Roxie's Angels
by Judianne Lee
Lulu

"I loved being with this incredible person who so clearly loved me and loved being with me.... When days are tough for me I think of Johanna.... She is one of my angel crew."

It's the 1950s, and teenager Roxie Rayburn whirls from cheerleading practice to movie matinees to her first prom. Roxie also has a violent, mentally ill mother and a father who can't bring himself to permanently institutionalize her. In a journal, Roxie chronicles her life.

Lee word-paints beautiful pictures of the things that matter to Roxie–the Arizona landscape, her horses, crinolines, her first car.
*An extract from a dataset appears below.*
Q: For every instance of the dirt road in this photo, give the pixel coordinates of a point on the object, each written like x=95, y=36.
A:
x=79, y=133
The 1950s backdrop is well-set, as is the sharp division between her father's ranch and mother's house in a nearby town, where some horrific abuse occurs. There is deep reflection as Roxie journals about the abuse as well as about books, world events and the role of women. She dreams of being a judge. She wonders about her birth mother, who gave her up as a toddler.

Lee's characters are well-drawn and complexly gray. Even Roxie's mother, Ida, commands some sympathy. The failure of Roxie's father to put her safety above his desire to keep Ida home is wrenchingly told. At one emotional apex, Roxie, in fear of her mother, bars her bedroom door with two bolts and a dresser. The writing is strong throughout but intermittently sings, including when Roxie recalls an elderly neighbor's face as "a treasure of angles and lines." So, too, is grief finely handled in the deaths of a rancher and a horse.

Lee deftly makes her intended point that Roxie's survival is due to a band of living angels–from teachers to neighbors to ranch hands who deeply love her, physically care for her, and ultimately save her from Ida.